UPS WorldEase also has helped the company with its mission to go paperless, a move that has paid off beyond the company's sustainability efforts. "In addition to meeting our environmental goals, we saved money that would otherwise be spent on paper, and we improved order accuracy, all with one application," says Dayton.
Adds Dayton, "We don't print anything, including shipping manifests and invoices. Everything is completely electronic, which goes a long way in helping us reach our environmental sustainability goals."
Baker & Taylor worked closely with its customers to educate them on the value of going paperless, including foregoing paper statements and invoices. All of the company's customers can view all of their invoices online and never receive a piece of paper. This translates into tremendous positive environmental impact.
Maintaining high sustainability standards
When it comes to sustainability goals, Baker & Taylor has set high standards for itself and its industry. The company pledged to recycle 100 percent of its waste, and has reached this goal. Baker & Taylor recycles 5 million pounds a year. But Baker & Taylor hasn't stopped there.
The company is now helping others in the industry on their own green journeys. Four years ago, Baker & Taylor introduced a solution to reduce the use of packaging materials. In the past, Baker & Taylor used cartons filled with cushioning materials, such as foam, bubble wrap and papers to protect products. Now the company uses one sheet of fixed plastic to keep the product in place and prevent damage during shipping. The new solution has allowed the Baker & Taylor to save 800,000 pounds per year in packaging materials.
In addition to using environmentally-friendly shipping practices, Baker & Taylor also helps its customers become greener. The company recently introduced a print-on-demand (POD) program that allows publishers to avoid unnecessary print runs, reducing waste.

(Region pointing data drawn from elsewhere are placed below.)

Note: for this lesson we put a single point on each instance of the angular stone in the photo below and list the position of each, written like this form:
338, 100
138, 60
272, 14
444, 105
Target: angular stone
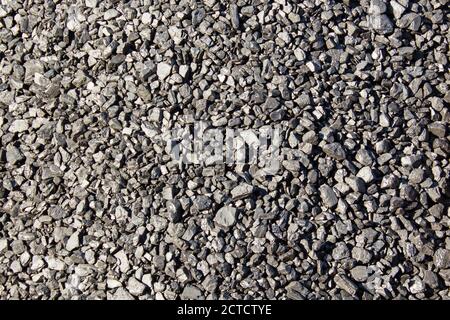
242, 191
163, 70
18, 126
226, 216
191, 292
328, 196
334, 150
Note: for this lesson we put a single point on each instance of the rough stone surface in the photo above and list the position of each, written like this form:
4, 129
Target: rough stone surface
331, 182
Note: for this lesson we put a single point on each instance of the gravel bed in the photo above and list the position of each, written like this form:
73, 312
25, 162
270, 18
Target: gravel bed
93, 204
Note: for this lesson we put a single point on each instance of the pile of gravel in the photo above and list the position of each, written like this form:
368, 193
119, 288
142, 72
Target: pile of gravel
93, 205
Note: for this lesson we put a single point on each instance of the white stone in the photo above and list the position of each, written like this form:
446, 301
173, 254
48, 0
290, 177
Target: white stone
300, 54
73, 242
163, 70
18, 126
226, 216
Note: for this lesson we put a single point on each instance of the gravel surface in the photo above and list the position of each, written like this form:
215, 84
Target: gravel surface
93, 204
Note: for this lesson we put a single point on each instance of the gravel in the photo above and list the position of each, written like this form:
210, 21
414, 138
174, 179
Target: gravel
94, 204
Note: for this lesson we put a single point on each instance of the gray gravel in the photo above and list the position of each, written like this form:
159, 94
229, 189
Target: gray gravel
94, 206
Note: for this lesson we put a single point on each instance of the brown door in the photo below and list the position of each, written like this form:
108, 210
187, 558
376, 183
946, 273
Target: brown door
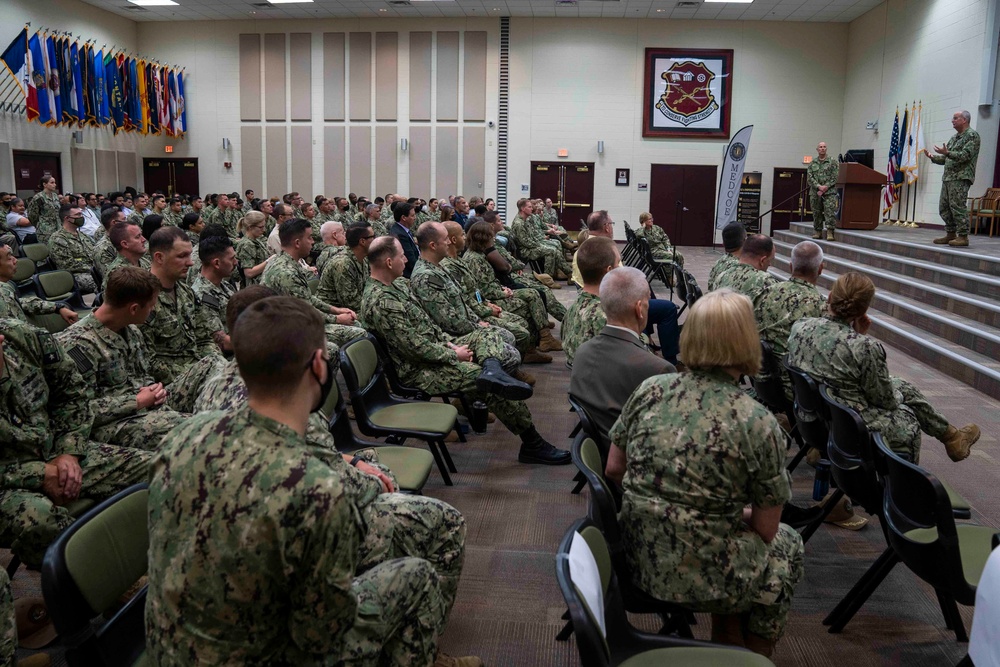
29, 169
682, 201
170, 175
790, 203
570, 186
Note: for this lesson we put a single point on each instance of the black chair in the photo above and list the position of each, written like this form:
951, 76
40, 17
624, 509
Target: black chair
380, 414
619, 643
86, 571
921, 527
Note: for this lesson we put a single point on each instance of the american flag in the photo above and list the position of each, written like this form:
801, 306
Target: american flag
890, 194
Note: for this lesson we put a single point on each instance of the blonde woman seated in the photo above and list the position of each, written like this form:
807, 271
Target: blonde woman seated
835, 350
659, 242
692, 451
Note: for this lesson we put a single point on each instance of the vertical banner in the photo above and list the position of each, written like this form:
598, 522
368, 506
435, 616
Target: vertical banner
732, 177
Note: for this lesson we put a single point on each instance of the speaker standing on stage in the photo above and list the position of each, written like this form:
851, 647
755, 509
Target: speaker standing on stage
959, 159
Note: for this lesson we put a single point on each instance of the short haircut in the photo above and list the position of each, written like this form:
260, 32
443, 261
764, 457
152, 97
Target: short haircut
211, 247
293, 229
733, 236
242, 300
163, 239
720, 332
594, 257
130, 284
806, 259
757, 245
273, 341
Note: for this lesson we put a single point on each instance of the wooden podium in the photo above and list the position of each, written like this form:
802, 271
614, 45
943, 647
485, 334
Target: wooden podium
860, 190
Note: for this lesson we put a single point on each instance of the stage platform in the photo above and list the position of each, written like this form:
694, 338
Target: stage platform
940, 305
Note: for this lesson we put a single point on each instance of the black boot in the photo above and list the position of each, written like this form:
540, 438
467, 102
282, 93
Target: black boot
535, 449
495, 380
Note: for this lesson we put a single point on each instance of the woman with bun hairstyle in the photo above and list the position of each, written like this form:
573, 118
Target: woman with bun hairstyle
835, 350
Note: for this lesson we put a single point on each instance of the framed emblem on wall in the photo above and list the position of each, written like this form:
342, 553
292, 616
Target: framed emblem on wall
688, 93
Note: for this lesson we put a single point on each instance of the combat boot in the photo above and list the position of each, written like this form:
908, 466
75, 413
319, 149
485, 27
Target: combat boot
548, 342
958, 441
535, 449
495, 380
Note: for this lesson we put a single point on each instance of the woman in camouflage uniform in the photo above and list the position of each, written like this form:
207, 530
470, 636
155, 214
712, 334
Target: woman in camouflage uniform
692, 452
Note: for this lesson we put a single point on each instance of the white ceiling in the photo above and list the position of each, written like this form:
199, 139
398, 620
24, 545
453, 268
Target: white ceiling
837, 11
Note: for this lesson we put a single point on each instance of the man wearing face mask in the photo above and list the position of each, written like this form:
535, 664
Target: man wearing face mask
72, 251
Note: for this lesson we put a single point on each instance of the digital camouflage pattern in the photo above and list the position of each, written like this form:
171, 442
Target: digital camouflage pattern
781, 305
247, 526
584, 320
418, 348
45, 413
113, 367
698, 450
853, 365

Consumers can place orders for books from a customized website, and orders are then filled from existing stock or via the POD service. For POD titles, Baker & Taylor prints only the quantity of books necessary to fill the order. The company also offers e-books and works with libraries around the country to move from traditional catalogues to online systems.
"Our mission is to be the premier distributor of physical and digital media and value-added services for customers and suppliers worldwide. And we take pride in knowing that we are saving trees and protecting the environment along the way," says Dayton.
Dayton has seen that greening a supply chain can contribute to company profits, as his company continues to perform solidly in good times and bad. For Baker & Taylor, green business is good business.